C. difficile is an extremely painful condition that can produce diarrhea, stomach pains, and fever. It’s also difficult to treat, because the bacteria are remarkably resistant to most antibiotics (in fact, people often get C. difficile infections after antiobiotic treatments, which, in the process of killing bad batcteria can also destroy good bacteria).

One proven treatment for the infection is fecal microbiota transplantation (FMT) therapy, or poop transplants.

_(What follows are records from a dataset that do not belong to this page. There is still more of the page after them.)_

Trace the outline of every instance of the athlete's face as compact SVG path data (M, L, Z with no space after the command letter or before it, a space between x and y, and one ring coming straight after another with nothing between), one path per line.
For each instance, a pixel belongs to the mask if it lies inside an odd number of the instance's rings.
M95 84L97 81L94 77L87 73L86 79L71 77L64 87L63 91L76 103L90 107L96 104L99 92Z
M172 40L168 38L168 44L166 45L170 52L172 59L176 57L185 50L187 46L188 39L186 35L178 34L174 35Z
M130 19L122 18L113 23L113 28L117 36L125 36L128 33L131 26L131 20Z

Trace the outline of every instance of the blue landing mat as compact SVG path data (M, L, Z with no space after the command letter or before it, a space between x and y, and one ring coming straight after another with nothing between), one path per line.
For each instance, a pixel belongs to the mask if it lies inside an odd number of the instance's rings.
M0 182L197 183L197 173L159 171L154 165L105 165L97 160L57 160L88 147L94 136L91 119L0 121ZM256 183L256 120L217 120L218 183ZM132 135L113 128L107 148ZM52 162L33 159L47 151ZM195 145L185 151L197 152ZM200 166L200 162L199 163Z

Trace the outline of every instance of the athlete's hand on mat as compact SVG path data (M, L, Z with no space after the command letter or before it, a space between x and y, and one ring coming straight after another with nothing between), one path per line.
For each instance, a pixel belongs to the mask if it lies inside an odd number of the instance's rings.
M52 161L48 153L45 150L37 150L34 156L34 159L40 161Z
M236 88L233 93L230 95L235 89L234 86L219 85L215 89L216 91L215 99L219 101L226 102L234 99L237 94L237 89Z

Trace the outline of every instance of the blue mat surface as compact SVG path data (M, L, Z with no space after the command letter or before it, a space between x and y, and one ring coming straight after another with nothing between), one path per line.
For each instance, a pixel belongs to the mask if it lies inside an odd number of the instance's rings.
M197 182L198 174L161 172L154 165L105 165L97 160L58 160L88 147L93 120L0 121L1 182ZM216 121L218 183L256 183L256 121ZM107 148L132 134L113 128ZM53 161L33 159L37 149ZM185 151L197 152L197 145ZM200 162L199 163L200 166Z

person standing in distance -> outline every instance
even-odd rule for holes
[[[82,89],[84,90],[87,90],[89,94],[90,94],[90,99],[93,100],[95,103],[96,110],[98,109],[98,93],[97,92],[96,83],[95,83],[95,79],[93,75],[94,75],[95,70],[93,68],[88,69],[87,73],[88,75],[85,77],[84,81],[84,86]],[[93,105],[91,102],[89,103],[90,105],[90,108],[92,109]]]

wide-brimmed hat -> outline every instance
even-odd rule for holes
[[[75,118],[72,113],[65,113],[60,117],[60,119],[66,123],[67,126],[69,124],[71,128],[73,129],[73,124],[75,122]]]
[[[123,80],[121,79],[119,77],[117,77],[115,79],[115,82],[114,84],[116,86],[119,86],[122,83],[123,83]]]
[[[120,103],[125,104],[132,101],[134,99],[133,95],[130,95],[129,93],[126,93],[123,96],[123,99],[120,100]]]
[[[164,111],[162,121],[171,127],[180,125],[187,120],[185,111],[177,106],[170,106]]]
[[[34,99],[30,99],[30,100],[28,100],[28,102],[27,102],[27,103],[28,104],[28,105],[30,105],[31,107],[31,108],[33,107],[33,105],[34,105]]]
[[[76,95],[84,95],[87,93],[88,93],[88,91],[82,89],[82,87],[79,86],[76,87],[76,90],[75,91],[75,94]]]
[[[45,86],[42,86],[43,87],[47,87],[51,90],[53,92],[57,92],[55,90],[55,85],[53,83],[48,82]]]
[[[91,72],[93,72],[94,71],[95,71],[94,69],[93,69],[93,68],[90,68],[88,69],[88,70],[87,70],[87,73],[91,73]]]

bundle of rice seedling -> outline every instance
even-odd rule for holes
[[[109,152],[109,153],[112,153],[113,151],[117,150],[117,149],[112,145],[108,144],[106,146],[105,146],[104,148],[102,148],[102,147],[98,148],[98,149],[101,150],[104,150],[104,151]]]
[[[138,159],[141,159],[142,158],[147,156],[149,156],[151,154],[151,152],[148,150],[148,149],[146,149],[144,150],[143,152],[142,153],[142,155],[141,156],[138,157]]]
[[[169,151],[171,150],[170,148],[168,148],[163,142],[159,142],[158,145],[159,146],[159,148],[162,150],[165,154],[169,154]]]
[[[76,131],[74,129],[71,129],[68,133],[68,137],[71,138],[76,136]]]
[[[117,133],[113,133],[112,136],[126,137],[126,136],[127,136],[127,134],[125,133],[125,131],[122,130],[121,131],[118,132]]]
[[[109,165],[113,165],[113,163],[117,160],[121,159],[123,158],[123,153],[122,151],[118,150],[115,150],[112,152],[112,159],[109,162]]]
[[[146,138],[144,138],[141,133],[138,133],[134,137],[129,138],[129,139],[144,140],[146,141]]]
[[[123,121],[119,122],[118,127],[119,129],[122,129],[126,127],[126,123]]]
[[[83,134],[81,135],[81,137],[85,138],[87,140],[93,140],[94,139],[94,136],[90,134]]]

Taking stool samples from healthy people, doctors deposit them in the patient’s gastrointestinal tract (via colonoscopy) and help reintroduce healthy bacteria to their systems.

The thing is, finding healthy poop is really hard to do! One U.S. organization we wrote about last year, OpenBiome, accepts only about 4 percent of applicants. Which is what makes the Dutch Donor Feces Bank so special—hopefully it will make this kind of treatment much more accessible to the broader public, for both donors and patients. “Stool donation isn’t established yet, in the way that giving blood is,” said Ed Kuijper, from the Leiden Medical Center. “I think it’s a matter of getting used to it.”